Film Review Gemini

Lola Kirke stars in “Gemini” as Jill, who tries to find out who killed her movie star friend.

It quickly becomes apparent that the star of the L.A. murder mystery “Gemini” isn’t the femme fatale or the falsely accused heroine, but instead the neon haze of the city itself.

Though well-written and well-acted and boasting a reasonably propulsive plot, this neo-noir’s stock-in-trade is its cool, lonely atmosphere. This is L.A. at its moviest, a psychedelic phantasia of 24-hour diners, underground nightclubs and canyon homes overlooking the lights of the never-sleeping city.

Imagine all of that shot through an Instagram filter and scored to some jazzy chaos from composer Keegan DeWitt, and you’ve got Aaron Katz’s “Gemini.”

It’s a mood that sticks with you awhile, even as the film’s story and characters have begun to fade before you leave the theater.

That’s not to say the story and characters are weak, just that the style eventually drowns them.

Our hero is Jill (Lola Kirke), the assistant to movie star Heather Anderson (Zoë Kravitz). The two are close friends, despite Heather issuing constant and sometimes unreasonable demands of her employee.

Heather is going through a bit of a thing. She just broke up with her crazy boyfriend (Reeve Carney), she’s taken a new lover (Greta Lee) and she’s angered a director (Nelson Franklin) after dropping out of his movie.

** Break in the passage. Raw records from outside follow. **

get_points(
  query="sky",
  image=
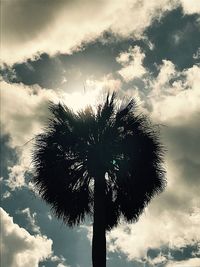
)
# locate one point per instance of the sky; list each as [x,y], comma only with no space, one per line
[75,52]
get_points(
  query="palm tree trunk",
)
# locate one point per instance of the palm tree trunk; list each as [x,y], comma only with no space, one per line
[99,233]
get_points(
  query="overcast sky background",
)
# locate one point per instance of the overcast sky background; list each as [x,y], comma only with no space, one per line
[75,51]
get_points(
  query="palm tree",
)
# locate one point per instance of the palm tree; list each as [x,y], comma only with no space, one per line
[105,163]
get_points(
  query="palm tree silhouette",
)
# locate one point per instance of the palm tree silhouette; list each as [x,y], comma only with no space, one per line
[105,163]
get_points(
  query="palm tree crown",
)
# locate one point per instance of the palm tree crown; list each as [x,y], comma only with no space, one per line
[111,144]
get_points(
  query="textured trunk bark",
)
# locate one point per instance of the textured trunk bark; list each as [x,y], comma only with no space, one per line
[99,232]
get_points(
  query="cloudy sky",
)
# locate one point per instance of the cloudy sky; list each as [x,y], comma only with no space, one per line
[75,51]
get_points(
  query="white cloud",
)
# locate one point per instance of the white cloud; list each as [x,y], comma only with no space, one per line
[31,28]
[172,219]
[7,194]
[16,177]
[31,219]
[132,62]
[18,247]
[190,6]
[154,230]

Heather has made a few enemies by the time someone murders her. Jill finds the starlet’s freshly made corpse with five bullets in it. Worse still, Heather was killed with Jill’s gun.

This makes Jill the lead suspect. With a detective (John Cho) closing in on her, she dyes her hair platinum blonde and goes on the lam looking for Heather’s killer in the hopes of clearing her own name. And this is a noir, after all, so nothing is what it seems.

Kirke makes for an appealing heroine, and the premise does generate a fair amount of suspense at certain points. But Katz (who directed the equally playful mystery “Cold Weather”) wraps the film in a distancing meta quality, keeping the stakes from ever feeling too high. A few of his devices border on being overly cute (like when a movie director tells Jill who Heather’s killer would be if they were in a well-written murder mystery), but Katz never quite crosses the line.

But, again, everything (flaws and virtues alike) takes a backseat to the film’s beautifully seedy city. Katz — working with his longtime cinematographer, Andrew Reed — is chiefly concerned with immersing us in his views of L.A., from its dark, lonely nooks to its glittering vistas.

By the time the theater’s lights come up, you feel like you’re getting back from a vacation.